Tewksbury Chort

I was thrown up into this wicked world some years ago, and have used my time unwisely in the interim. I studied English Literature at Kent, followed by a MA in Medieval and Early Modern Studies, accolades achieved diis hominibusque plaudentibus. Verbose, cacophonous, endlessly and unapologetically self-amused. Fond of bawdy humour and grotesquerie; favourite authors include Chaucer, Shakespeare, Rabelais, Gogol, Poe, Angela Carter, Chester Himes, and Roland Topor. Twitter: @TewkesburyChort; GoodReads: goodreads.com/thecowsuckingbag. Do let me know if you need a dogmatic and/or crude opinion on something within my bailiwick.

What inspired you to write ‘Le Shorte-on-Imagination d’Arthur: One’s Ambivalence and Worsening Irritation Regarding Tidhar’s By Force Alone (2020), and What The Book Seems To Emblematise’ (Issue 4)?

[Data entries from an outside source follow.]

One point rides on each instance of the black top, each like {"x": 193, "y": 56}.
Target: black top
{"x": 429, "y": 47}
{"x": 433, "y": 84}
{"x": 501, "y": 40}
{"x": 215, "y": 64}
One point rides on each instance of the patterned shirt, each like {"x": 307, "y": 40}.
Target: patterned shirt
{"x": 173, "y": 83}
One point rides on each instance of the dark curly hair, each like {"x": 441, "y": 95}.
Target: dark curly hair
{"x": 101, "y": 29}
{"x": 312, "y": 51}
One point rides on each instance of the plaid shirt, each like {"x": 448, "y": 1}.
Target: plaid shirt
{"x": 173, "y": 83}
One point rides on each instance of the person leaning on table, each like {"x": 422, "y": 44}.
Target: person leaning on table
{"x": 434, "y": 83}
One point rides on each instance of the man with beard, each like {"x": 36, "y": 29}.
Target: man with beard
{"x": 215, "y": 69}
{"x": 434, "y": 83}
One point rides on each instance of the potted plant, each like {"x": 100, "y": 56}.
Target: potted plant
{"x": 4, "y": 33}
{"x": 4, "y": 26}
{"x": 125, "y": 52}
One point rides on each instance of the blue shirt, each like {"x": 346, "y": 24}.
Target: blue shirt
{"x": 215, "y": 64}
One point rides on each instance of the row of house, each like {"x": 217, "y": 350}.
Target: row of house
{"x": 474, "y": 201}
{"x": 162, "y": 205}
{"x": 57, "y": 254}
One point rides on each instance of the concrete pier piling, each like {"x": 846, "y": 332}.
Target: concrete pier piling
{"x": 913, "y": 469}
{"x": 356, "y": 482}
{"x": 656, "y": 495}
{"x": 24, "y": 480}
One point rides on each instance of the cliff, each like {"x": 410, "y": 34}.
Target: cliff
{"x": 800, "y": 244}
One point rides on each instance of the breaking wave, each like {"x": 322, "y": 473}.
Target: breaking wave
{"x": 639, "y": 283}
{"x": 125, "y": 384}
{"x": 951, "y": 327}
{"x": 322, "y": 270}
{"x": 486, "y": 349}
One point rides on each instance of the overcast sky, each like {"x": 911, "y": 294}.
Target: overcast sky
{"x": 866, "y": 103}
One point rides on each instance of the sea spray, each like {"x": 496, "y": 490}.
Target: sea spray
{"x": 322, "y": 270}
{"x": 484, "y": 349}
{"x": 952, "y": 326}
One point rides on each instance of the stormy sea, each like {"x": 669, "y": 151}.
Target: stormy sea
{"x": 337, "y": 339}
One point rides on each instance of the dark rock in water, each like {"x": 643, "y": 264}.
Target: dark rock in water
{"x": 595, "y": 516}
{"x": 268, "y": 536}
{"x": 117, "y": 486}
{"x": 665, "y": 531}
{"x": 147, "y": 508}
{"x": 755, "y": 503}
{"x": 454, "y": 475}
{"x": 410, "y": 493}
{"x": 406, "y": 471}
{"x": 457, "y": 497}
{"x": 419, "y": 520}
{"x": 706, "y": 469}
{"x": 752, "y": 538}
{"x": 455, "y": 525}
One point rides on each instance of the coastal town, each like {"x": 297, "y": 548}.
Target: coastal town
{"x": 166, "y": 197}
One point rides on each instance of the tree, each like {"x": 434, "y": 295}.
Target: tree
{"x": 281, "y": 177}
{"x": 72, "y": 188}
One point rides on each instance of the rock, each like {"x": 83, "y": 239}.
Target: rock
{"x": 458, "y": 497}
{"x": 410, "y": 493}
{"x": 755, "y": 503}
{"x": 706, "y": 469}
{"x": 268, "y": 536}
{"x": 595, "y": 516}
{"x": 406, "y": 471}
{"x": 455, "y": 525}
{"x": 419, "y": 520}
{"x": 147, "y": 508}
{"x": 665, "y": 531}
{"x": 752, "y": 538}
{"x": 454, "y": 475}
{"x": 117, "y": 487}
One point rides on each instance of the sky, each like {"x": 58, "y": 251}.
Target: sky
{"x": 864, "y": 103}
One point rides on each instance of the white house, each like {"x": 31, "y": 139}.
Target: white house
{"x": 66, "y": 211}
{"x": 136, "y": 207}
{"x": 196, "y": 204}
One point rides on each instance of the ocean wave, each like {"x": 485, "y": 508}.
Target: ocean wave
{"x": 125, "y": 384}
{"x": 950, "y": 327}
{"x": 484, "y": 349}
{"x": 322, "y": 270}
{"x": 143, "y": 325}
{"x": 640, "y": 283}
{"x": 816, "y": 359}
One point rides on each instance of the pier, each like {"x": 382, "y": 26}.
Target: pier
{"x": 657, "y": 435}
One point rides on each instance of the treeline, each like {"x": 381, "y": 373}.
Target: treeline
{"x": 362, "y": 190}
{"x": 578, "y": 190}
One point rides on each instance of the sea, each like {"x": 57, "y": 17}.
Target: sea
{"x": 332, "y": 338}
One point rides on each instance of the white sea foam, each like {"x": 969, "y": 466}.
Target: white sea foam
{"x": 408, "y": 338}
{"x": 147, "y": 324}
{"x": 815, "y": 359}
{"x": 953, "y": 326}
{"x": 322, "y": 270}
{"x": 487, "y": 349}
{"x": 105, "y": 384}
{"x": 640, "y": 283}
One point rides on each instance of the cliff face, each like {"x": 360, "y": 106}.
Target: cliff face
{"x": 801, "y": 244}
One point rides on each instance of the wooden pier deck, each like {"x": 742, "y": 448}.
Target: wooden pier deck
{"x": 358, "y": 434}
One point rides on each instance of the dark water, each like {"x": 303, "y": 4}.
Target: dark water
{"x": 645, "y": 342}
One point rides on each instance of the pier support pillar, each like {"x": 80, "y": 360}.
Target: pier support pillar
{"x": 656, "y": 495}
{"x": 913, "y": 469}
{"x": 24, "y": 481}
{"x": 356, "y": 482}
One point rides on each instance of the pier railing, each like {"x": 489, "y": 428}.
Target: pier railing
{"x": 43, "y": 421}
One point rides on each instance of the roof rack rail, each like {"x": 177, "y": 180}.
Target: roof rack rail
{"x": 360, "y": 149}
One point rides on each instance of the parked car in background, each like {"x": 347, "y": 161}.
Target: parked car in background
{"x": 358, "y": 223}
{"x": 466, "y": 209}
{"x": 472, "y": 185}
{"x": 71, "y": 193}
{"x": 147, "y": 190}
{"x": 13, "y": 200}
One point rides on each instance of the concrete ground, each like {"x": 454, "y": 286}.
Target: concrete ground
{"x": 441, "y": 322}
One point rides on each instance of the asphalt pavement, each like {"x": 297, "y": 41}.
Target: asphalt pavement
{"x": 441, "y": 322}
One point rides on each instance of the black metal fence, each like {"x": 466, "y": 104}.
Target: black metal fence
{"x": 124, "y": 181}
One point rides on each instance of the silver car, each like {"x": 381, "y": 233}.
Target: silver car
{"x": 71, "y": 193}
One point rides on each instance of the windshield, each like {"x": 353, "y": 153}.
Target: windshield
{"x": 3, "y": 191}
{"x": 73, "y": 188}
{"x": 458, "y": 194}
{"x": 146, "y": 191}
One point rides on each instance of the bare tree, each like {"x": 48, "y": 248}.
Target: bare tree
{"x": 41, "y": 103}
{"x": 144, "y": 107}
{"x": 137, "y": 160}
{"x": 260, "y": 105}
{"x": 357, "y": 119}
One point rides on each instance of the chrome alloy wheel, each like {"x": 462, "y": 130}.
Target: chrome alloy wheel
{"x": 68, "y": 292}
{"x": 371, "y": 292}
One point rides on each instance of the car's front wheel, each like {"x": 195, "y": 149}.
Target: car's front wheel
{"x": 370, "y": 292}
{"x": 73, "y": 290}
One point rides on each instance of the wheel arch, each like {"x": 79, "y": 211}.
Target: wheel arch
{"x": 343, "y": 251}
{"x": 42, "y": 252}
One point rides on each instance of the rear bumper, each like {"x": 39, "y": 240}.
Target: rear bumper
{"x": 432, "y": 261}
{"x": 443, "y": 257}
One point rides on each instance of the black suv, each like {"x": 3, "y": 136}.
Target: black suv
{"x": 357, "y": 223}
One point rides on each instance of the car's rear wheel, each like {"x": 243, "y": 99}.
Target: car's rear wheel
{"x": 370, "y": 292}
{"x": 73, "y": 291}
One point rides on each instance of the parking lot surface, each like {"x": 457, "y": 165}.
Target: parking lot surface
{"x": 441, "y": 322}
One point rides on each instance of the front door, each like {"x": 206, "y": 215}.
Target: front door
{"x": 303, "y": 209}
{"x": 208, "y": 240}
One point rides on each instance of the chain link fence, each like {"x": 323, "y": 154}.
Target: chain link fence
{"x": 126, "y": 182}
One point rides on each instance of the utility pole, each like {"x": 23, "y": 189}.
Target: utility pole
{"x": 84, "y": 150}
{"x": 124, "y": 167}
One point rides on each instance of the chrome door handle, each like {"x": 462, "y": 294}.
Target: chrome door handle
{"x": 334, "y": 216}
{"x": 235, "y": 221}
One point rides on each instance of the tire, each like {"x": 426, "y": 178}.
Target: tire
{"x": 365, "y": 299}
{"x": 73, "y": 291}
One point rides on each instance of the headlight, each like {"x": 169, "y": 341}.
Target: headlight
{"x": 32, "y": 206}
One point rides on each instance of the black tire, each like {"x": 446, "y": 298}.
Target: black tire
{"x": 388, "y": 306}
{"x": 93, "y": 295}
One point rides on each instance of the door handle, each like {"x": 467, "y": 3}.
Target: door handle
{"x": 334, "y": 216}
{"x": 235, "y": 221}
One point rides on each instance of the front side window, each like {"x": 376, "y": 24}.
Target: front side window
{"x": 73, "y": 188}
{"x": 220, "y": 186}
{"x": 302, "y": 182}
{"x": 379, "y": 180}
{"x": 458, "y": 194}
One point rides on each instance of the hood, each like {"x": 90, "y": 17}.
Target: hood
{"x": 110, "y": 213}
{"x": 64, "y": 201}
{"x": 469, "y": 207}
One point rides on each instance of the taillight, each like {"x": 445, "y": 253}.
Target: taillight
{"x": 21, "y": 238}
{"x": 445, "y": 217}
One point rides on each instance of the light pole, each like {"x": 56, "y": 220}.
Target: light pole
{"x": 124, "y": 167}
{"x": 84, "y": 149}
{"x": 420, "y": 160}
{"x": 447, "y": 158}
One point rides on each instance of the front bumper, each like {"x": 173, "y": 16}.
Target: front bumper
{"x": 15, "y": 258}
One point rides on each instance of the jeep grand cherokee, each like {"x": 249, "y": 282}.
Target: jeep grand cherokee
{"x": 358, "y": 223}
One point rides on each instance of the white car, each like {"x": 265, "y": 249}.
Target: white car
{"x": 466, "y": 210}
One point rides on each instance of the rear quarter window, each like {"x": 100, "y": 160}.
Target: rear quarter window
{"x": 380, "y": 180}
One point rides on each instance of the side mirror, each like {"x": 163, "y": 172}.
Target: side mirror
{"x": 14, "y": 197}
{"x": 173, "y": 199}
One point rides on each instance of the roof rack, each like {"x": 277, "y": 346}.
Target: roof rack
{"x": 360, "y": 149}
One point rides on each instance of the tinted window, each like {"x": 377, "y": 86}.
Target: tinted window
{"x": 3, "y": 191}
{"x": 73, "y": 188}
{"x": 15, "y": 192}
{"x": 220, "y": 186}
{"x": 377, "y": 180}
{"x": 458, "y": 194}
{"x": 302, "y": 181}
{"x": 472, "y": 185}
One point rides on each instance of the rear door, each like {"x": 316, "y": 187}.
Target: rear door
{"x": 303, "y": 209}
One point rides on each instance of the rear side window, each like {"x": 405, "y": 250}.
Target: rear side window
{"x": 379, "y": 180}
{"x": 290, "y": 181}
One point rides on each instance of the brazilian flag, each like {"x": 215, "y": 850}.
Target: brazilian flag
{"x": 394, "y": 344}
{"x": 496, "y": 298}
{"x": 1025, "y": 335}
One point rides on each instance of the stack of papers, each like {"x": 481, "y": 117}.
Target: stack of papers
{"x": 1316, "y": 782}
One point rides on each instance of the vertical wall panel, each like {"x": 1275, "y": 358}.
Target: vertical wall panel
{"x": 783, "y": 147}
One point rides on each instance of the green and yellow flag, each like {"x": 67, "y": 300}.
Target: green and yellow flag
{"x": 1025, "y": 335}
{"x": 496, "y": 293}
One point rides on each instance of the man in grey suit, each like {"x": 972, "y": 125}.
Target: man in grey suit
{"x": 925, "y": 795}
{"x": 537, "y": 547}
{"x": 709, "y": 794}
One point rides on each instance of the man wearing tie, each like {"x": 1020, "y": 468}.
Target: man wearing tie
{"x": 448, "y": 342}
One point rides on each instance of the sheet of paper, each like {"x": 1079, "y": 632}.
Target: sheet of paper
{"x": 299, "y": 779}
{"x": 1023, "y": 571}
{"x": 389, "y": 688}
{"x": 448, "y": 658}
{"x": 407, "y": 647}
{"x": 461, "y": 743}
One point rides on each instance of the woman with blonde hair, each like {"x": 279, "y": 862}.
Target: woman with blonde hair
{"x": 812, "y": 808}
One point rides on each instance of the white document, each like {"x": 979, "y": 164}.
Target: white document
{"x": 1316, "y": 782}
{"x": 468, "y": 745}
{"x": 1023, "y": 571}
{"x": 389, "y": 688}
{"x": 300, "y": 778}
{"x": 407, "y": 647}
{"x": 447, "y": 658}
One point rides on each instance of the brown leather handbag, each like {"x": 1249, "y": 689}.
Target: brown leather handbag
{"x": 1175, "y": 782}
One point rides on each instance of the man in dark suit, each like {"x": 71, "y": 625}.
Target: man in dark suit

The prospect of wittering on about inconsequential matters is always an appealing one, but specifically I suppose that I’m rather well-equipped to talk about the tropes and twaddle of contemporary fantasy, and I figured it a fun exercise to put some thoughts to paper when I had a text that handily emblematised said tropes, and what’s more completely blindsided me with them. The very fact that any platform would willingly elect to exhibit my particular brand of witless babel is enough to make one convulse with ugly laughter.

Could you give us an insight into your writing process?

I refuse to start any piece of writing until I have raised a glass of Rhenish to my oil portrait of Titian, swapped my shoes on to the opposite feet, and listened to Mussorgsky’s Pictures at an Exhibition very loudly, in its entirety or until the bottle of Rhenish is empty, whichever comes first. I only write to the symphonies of Stravinsky and only read to the operas of Shostakovich. If I am lost, I arbitrarily select a page from my New Oxford Shakespeare and divine the way forward via the first quote my eye falls upon that seems vaguely applicable. When I am found, I celebrate with a grotty pork pie. My only companions in my hours of writing are the devil at my shoulder directing my pen, the image caught through clouds of memory of my lost love Perdita, and the beautifully bound book of erotic French lithographs that I keep to honour her memory. I do no writing on Thursdays, nor when the moon is waning.

What do you consider to be the most enjoyable or important aspect of science fiction or fantasy, and why?

Once upon a yonder I’d have wanted something novel. Now I principally want something good.

I like my sci-fi deceptively clever and housed in stupid ideas, or based on absurd ideas taken as far as one can take them, and I like all genre fiction that sticks resolutely and impenitently to its whack concepts. Detailed character descriptions of disgusting goblin men, or the sort of characters that only genre fiction can produce, is also much appreciated; none of this glossing by characters with nary a thought for how they look save their social status clothing or the colour of their hair. Belabour every wart and wrinkle, and descant on every sordid sin.